En mai 2013, Knowtex a poussé le portail du 51 rue Colmet-Lépinay à Montreuil. Scène d’un chantier où s’opère la progressive métamorphose d’une ancienne usine en lieu de créativité et de solidarité. À cette adresse s’ouvriront en octobre prochain les portes de Simplon.co.
Un nouvel espace pour accueillir une fabrique accélérée d’entrepreneurs digitaux et sociaux, ouverte prioritairement aux jeunes issus de la diversité, des quartiers populaires et aux jeunes filles.
Accélérateur mais aussi lieu de rencontres, de collaborations et d’interfaçage d’événements, ce Think+Do Tank participe, dans le maillage des structures comme ICI Montreuil, Cifacom & Hetic, au renouveau de l’écosystème d’innovation à Montreuil.

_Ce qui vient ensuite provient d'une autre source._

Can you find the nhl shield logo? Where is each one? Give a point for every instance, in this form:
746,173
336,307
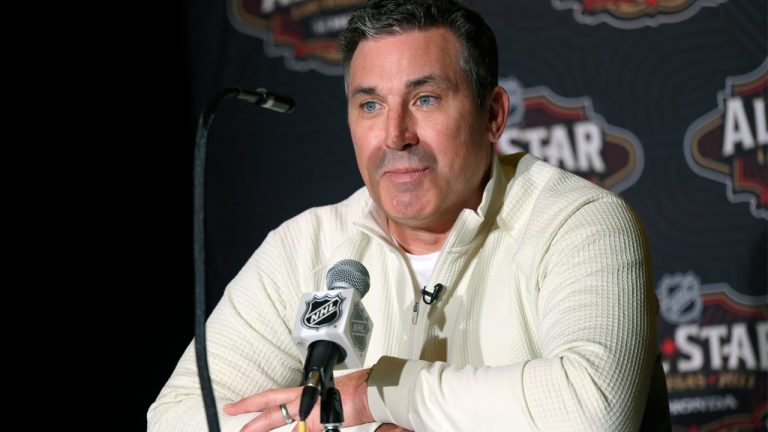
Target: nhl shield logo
322,311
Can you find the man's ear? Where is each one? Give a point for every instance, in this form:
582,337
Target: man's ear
498,109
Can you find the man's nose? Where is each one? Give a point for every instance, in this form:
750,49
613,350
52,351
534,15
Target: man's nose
401,131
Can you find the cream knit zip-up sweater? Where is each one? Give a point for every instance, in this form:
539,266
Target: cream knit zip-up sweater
546,321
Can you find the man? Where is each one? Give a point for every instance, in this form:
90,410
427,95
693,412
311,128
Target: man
546,320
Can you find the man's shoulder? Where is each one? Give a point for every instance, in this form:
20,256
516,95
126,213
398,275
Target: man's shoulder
538,189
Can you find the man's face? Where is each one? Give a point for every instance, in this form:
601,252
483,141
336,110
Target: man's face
423,145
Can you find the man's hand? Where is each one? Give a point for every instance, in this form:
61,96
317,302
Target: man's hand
389,427
354,399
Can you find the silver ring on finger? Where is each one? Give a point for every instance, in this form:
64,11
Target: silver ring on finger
286,414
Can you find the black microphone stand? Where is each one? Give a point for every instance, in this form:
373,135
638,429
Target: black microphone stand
265,99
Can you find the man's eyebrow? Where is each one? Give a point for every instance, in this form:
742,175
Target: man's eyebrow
365,91
410,85
426,79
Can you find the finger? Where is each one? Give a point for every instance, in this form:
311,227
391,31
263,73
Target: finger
273,417
264,400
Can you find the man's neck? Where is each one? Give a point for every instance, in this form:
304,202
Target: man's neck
416,241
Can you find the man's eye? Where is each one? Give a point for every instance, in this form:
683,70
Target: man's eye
369,106
425,100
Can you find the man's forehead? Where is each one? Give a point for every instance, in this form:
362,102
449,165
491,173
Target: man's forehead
408,60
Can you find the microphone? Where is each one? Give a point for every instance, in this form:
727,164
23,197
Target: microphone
267,99
332,328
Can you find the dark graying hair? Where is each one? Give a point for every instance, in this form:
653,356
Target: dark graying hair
479,57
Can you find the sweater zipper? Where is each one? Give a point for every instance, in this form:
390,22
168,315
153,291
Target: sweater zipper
414,322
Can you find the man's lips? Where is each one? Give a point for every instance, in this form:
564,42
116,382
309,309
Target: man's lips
405,174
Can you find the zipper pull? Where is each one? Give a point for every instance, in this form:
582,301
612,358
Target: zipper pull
415,312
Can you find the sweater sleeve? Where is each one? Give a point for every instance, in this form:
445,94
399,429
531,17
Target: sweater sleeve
596,332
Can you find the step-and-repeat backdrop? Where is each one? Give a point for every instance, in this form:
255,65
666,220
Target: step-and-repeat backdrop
660,101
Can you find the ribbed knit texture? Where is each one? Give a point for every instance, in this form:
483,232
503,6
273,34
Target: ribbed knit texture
546,321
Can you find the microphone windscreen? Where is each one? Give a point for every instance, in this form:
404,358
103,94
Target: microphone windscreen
349,273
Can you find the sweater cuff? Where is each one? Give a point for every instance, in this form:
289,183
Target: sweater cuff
390,387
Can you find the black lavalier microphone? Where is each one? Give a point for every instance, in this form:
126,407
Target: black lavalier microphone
431,296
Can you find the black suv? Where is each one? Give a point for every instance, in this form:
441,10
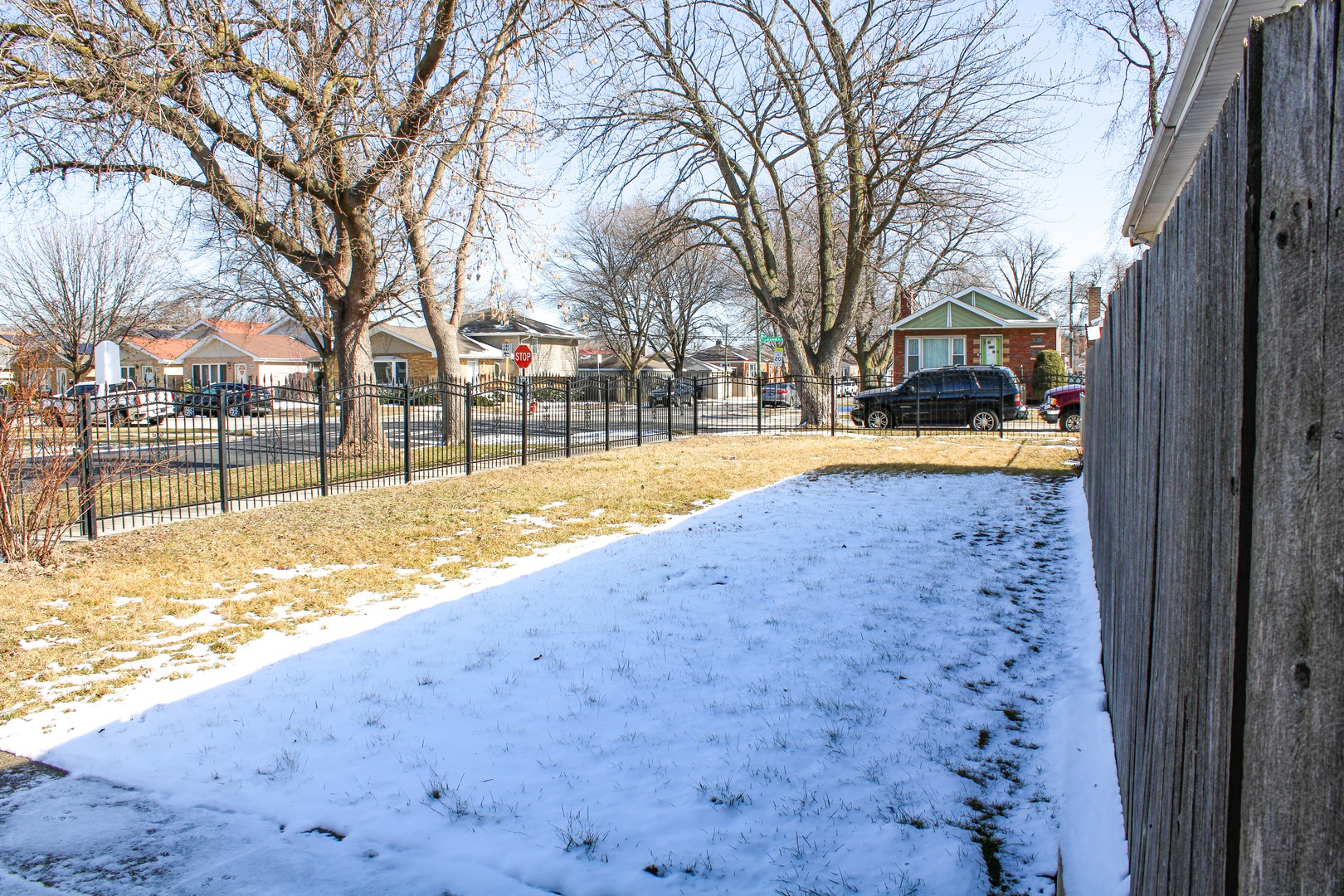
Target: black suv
944,397
236,399
683,394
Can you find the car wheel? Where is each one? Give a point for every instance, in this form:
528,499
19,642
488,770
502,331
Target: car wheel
984,421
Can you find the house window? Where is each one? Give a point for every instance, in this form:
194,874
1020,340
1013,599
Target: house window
390,371
207,373
940,351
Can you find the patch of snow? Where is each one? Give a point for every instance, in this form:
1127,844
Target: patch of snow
527,519
308,570
786,692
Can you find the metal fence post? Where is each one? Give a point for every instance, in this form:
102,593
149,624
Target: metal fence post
695,406
407,427
524,392
466,436
569,416
222,416
1001,416
760,403
832,405
86,509
321,437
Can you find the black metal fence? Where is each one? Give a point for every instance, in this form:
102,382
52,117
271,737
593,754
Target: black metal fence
177,455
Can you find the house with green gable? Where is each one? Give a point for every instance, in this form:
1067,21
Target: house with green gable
973,327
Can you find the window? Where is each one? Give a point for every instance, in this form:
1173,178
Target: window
390,371
938,351
207,373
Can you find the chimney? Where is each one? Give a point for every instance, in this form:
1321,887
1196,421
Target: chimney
905,305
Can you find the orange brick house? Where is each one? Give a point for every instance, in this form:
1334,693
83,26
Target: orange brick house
975,327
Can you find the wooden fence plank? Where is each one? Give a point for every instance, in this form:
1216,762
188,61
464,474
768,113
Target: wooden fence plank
1293,777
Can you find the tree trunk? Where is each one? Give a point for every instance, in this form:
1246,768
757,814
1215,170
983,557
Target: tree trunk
442,331
813,395
873,356
360,416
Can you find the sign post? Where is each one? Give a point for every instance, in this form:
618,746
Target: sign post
523,358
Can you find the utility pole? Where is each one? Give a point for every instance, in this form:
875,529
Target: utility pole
1070,321
758,334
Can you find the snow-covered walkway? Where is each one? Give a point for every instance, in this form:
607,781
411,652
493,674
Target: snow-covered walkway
840,684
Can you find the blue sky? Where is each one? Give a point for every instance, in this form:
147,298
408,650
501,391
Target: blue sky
1074,199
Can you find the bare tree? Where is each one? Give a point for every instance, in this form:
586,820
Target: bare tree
75,284
266,112
689,284
1105,270
767,112
1142,43
606,282
1025,271
908,260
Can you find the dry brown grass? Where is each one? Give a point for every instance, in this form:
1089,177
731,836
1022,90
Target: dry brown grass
123,602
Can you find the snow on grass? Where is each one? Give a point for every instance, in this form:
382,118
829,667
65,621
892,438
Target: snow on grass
840,684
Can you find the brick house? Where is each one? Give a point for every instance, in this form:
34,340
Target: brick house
153,360
233,358
407,353
975,327
555,351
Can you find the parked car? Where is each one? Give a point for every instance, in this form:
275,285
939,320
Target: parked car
975,397
1064,403
682,394
780,395
114,401
236,398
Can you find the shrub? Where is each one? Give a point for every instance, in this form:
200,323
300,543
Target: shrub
1047,373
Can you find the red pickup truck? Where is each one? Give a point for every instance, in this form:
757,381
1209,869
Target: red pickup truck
1064,403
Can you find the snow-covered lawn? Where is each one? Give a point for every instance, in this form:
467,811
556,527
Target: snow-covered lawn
839,684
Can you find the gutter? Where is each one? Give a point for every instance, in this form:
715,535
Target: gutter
1205,73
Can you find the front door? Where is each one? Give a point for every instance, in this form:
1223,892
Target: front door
990,353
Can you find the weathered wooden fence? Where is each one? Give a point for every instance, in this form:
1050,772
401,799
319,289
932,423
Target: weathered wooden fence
1214,445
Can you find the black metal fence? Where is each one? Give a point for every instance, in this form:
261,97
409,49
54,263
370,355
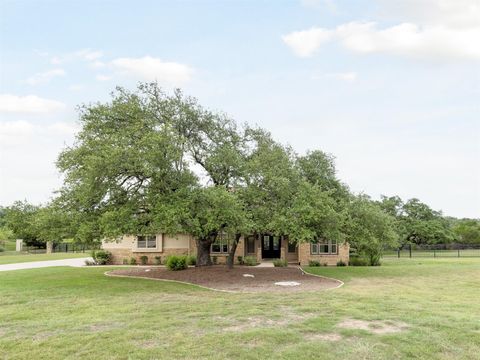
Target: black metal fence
434,251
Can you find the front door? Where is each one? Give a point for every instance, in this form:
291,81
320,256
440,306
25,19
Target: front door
271,247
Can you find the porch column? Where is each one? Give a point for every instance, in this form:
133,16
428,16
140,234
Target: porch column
49,247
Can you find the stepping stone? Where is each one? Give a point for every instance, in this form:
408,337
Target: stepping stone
287,283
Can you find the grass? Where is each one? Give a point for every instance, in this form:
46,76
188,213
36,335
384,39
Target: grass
68,313
11,257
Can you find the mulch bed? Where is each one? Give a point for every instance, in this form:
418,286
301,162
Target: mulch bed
221,278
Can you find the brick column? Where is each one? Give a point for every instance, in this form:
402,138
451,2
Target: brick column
49,247
259,254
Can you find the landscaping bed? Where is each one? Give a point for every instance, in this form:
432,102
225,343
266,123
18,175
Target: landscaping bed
222,278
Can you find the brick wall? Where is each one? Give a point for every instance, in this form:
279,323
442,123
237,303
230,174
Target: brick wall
118,254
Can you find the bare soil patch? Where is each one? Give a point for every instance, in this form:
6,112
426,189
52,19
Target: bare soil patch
324,337
376,326
222,278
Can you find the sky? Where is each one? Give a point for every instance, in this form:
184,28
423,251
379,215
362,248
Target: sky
391,88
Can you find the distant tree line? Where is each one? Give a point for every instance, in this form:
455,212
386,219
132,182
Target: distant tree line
149,162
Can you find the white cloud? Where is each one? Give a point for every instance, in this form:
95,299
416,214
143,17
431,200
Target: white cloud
429,29
45,76
84,54
318,4
346,76
149,68
451,13
75,87
97,64
102,77
28,104
13,132
29,148
305,43
406,39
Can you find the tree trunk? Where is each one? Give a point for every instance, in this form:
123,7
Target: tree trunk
203,252
233,248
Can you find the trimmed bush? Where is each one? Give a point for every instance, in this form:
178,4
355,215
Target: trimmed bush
143,260
250,260
176,263
358,261
280,263
102,257
192,260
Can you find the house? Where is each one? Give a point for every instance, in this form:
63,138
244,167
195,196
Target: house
262,247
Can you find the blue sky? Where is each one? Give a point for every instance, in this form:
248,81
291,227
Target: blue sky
391,88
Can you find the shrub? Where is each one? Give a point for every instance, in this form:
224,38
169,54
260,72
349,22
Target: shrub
250,260
175,262
143,260
280,263
192,260
102,257
358,261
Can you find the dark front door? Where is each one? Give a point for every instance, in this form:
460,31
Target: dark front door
270,247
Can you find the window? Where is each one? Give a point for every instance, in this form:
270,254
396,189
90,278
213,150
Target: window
221,244
266,242
146,242
323,247
251,245
292,247
276,243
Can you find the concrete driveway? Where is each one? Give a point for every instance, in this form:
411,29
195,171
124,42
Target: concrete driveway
77,262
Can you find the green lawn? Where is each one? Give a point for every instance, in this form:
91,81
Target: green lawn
70,313
11,257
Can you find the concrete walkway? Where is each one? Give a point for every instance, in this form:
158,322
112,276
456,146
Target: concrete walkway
265,264
76,262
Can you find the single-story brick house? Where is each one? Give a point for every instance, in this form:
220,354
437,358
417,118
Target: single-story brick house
261,246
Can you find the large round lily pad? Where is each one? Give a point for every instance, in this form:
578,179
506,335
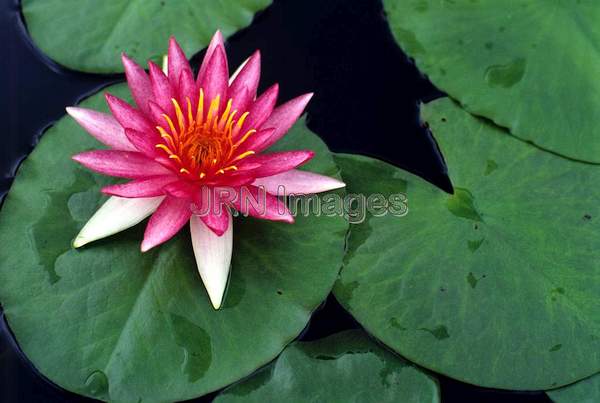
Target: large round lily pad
495,285
529,65
585,391
110,322
346,367
89,35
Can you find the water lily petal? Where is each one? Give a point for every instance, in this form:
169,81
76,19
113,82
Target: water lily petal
255,141
243,88
115,215
122,164
284,117
256,202
188,90
170,216
149,187
218,223
182,190
274,163
144,142
102,126
215,42
216,80
138,82
260,110
298,183
163,92
213,257
177,62
127,115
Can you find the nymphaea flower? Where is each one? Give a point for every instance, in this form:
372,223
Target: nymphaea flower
187,141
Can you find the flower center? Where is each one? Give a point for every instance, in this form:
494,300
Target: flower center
203,142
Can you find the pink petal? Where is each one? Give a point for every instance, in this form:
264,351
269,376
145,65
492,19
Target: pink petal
188,90
150,187
103,127
161,87
284,117
156,112
258,203
144,142
138,83
298,183
243,88
167,220
178,63
274,163
122,164
261,109
215,42
182,189
216,79
126,115
255,141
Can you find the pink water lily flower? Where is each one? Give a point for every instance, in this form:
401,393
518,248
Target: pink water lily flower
190,143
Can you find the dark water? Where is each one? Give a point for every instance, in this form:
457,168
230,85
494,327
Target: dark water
367,95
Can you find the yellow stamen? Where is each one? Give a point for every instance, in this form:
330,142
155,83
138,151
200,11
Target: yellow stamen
171,126
225,115
214,106
179,114
200,109
164,147
244,137
243,155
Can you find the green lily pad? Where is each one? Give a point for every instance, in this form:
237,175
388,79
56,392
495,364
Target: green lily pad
89,35
529,65
585,391
496,285
112,323
346,367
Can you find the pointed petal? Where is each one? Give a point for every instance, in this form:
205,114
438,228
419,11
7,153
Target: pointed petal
298,183
126,115
122,164
162,89
102,126
215,80
274,163
213,257
261,110
182,189
218,223
170,216
178,63
144,142
150,187
284,117
215,42
156,113
115,215
243,88
138,82
255,141
188,90
256,202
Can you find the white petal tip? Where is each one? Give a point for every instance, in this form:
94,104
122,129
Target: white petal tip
79,242
215,294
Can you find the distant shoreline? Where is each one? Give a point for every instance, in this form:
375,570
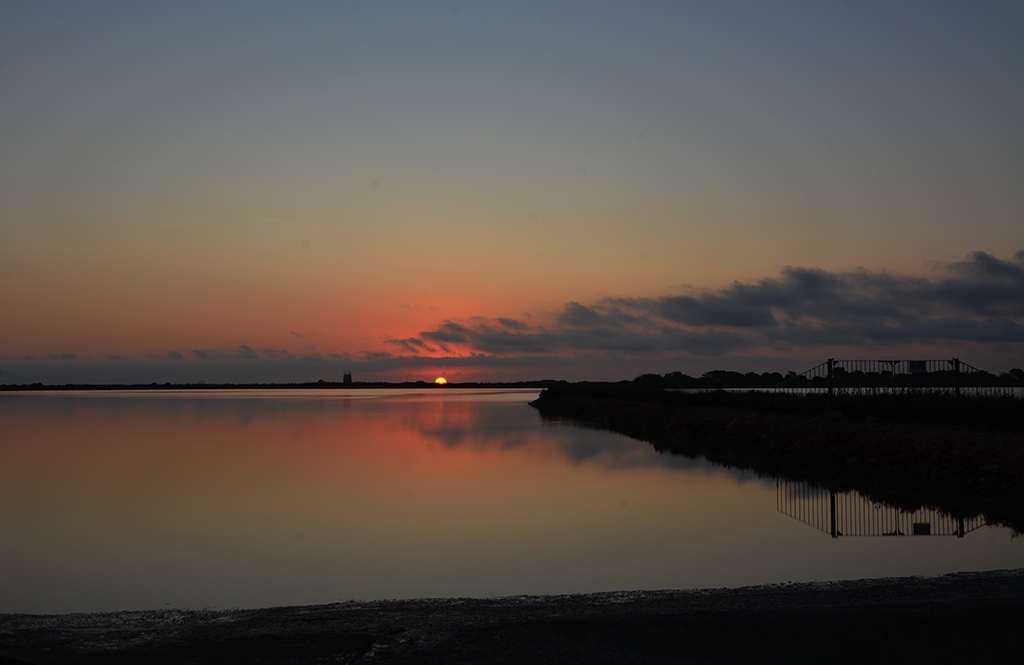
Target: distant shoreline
355,385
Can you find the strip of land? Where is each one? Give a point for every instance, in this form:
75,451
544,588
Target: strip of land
965,617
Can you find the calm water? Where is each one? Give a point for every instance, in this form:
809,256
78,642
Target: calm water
112,501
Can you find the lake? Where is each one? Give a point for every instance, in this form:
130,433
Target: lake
258,498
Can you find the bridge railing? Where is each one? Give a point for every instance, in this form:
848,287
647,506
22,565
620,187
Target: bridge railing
873,376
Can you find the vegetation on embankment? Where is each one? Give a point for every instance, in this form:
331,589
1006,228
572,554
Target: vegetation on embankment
906,451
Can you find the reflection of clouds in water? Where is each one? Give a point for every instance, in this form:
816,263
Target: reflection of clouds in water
453,423
503,427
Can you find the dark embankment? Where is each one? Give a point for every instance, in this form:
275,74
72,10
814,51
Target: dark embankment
961,618
964,456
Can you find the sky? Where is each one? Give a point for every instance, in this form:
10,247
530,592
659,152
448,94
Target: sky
286,192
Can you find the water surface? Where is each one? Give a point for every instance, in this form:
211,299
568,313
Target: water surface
115,500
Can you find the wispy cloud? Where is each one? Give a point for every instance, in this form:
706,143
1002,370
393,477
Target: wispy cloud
980,299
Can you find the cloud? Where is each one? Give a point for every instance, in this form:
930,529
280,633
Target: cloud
246,352
978,300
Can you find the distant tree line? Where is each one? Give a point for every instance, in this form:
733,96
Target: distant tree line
842,377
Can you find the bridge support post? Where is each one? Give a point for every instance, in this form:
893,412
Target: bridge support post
832,383
832,514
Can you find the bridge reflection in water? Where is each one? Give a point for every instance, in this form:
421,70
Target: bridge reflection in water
850,513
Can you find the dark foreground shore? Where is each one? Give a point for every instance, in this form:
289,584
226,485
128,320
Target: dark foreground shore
965,617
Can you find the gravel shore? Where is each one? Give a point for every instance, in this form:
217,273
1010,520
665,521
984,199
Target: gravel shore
964,617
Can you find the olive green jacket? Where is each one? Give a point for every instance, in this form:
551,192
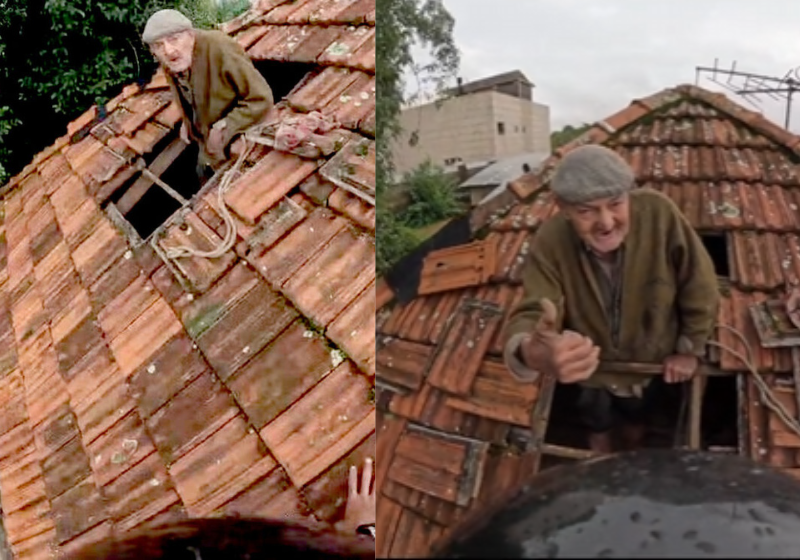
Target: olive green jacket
224,84
670,294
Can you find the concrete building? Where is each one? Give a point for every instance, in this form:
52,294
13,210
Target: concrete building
480,121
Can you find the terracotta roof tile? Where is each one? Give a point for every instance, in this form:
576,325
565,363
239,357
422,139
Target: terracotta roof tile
142,492
175,427
342,51
281,261
325,285
320,428
156,325
323,89
354,330
167,372
95,416
266,183
77,510
120,448
323,493
273,496
353,169
234,451
260,387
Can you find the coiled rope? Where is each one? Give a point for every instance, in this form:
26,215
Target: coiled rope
765,391
230,225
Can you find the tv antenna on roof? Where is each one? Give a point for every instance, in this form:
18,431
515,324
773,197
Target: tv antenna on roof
749,86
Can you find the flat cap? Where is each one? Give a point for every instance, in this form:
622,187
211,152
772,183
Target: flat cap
590,173
163,23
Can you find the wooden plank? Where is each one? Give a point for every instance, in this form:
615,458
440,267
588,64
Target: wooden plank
162,162
428,480
435,453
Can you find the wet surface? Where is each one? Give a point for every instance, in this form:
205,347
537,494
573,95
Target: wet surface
648,504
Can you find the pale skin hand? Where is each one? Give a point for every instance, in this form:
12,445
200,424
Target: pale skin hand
360,509
569,356
184,134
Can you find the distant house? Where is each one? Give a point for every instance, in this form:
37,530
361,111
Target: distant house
484,120
494,177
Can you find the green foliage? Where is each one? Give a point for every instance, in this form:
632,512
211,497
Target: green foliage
402,24
394,240
58,57
433,196
567,135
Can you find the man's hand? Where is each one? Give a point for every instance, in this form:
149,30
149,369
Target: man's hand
360,508
569,356
184,133
216,139
680,367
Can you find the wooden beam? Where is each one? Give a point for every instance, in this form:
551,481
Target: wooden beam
639,368
162,162
696,411
568,452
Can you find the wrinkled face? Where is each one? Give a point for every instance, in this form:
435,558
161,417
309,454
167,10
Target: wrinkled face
602,224
174,52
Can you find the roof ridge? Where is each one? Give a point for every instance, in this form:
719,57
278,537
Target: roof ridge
527,185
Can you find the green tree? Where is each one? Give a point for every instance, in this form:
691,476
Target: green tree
58,57
433,196
567,135
403,24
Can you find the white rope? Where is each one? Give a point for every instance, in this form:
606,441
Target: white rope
767,396
229,239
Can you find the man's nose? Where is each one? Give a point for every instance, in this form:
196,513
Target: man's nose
606,219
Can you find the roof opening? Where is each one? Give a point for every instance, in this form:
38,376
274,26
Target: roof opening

Nous nous sommes entretenus avec Erwan Kezzar, co-fondateur de la structure, sur sa vision et les enjeux du projet.
Génèse du projet
Simplon.co est né de la rencontre de quatre parcours singuliers convergeant autour d’une même intention : innover en matière de web et de technologies avec pour leitmotiv d’ouvrir très directement ces pratiques à ceux qui en ont moins l’opportunité, décloisonnant ainsi cet écosystème professionnel.
Constitué par Erwan Kezzar, Andrei Vladescu-Olt, Victor Defontaine et Frédéric Bardeau, le projet porte une identité profondément emprunte des expériences sociales et humaines traversées par ses créateurs.
Erwan Kezzar nous raconte ces « mains tendues » qui l’ont aidé à se réaliser au fil de son parcours. Aujourd’hui reconnaissant, il s’emploie à rendre ce qu’on lui a offert à des jeunes qui en ont besoin à leur tour aujourd’hui. C’est en ce sens qu’il mène, dans le cadre de sa mission de Délégué régional
du Réseau des Entretiens de l’Excellence, des actions de transmission et des ateliers-métier auprès des jeunes collégiens et lycéens.
Victor Defontaine est un autodidacte passionné qui voit le développement web comme un jeu. Andrei Vladescu, veilleur et visionnaire, a été formé, comme Erwan Kezzar, au CELSA.
Ensemble ils fondent d’abord en 2010 l’agence de web et de consulting Takative, dédiée au développement de sites pour les TPE, PME, grandes marques, startups et associations.
En octobre 2012, la rencontre avec le rappeur et entrepreneur Nadir Greany permet au collectif d’investir un nouvel espace de travail à Simplon, dans le 18ème arrondissement parisien. Ce lieu conditionne de nouvelles capacités de réflexion et d’action pour le collectif qui multiplie au cours des derniers mois discussions, rencontres, hackathons. Se développent alors de nouveaux imaginaires, nourris par certains constats et l’observation de pratiques et de formats émergeant en Europe et aux États-Unis.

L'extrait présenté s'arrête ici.